On-switch and off-switch CAR designs that allow remote control of T cell activity levels by small-molecule administration represent a promising strategy for balancing function and safety. While there has been remarkable progress in the field, switch designs based on human-derived domains (that is, to minimize immunogenicity) that are responsive to clinically approved small molecules are rare and existing ones have limitations.

The venetoclax-controlled DROP-CAR system was developed through rational protein design and library screening to generate a stable protein–protein interaction of human origin that can be efficiently disrupted by the clinically approved molecule venetoclax. The researchers presented proof of concept for a dual DROP-CAR controlled by different small molecules, as well as for logic-gated synthetic receptors enabling STAT3 signaling. They demonstrated in vitro and in vivo function of DROP-CAR T cells.

Researchers at Texas A&M University have developed two new chemically induced proximity (CIP) systems for controlling gene expression. The team developed a caffeine-inducible system that can alter cancer-specific signaling pathways and, in unpublished research, modulate CRISPR machinery. The other is a modified rapamycin CIP that can turn CRISPR activation (CRISPRa) off to help reduce the chance of off-target effects.

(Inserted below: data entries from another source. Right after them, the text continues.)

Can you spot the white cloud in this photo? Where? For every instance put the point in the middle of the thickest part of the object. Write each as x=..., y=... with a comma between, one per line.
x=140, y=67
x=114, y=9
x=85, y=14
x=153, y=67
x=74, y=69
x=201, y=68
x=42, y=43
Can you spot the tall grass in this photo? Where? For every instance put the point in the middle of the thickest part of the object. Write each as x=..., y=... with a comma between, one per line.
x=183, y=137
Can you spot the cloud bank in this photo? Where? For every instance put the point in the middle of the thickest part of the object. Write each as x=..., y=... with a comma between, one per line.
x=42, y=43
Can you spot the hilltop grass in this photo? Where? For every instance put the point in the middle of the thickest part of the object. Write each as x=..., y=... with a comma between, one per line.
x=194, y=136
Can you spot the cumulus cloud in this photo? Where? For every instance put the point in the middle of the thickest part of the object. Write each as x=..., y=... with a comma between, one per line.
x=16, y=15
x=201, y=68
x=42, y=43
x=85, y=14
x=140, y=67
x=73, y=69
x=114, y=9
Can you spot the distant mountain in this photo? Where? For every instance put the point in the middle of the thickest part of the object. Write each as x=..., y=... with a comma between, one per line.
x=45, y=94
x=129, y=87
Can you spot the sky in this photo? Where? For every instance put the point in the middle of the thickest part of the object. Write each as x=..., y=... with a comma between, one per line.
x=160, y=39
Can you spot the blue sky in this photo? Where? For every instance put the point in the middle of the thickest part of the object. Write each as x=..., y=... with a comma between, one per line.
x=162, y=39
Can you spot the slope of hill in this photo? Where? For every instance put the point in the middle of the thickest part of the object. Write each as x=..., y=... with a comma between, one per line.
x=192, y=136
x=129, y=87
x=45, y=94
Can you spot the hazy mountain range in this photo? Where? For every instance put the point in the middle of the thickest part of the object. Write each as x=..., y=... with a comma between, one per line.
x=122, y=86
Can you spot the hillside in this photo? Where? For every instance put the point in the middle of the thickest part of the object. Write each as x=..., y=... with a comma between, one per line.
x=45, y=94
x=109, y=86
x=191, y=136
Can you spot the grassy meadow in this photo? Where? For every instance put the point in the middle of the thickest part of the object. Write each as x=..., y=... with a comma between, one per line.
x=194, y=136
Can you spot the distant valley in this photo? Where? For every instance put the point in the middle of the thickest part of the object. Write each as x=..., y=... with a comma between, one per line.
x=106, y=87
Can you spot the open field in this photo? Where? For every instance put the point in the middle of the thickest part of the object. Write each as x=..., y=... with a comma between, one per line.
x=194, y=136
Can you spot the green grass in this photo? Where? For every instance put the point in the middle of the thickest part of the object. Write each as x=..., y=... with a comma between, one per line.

The caffeine-controlled system, dubbed CHASER, was created by inserting an existing CIP system called "COSMO" into the nanobody LaM8 to allow it to allosterically respond to caffeine. Using the CHASER platform, the team was able to use caffeine to induce and change the expression of tyrosine receptor kinases (TRKs) in cell culture. TRKs are integral transmembrane proteins involved in cellular signaling and tumor proliferation and metastasis.

The team can split CRISPR into two separate pieces and attach each piece to caffeine-responsive modules. When caffeine is added, the two parts snap back together, rebuilding the full CRISPR system and turning it on. CRISPR only becomes active when caffeine is present, giving a simple and controllable way to turn gene editing on and off. The paper reports that the team even used diluted tea, coffee, and Red Bull in cell culture to trigger CHASER-mediated gene activation.

The team also transformed and reprogrammed a rapamycin-induced CIP called UniRapR into a genetic 'off' switch called RASER, also based on LaM8 nanobodies. While CHASER induces a tighter conformation of two proteins, RASER brings two domains together in such a way that it disrupts the interaction between the proteins. The team screened a range of RASER nanobody candidates in vitro using fluorescence as a readout and settled on one particular design that led to nearly 70% lower GFP expression in their cell model.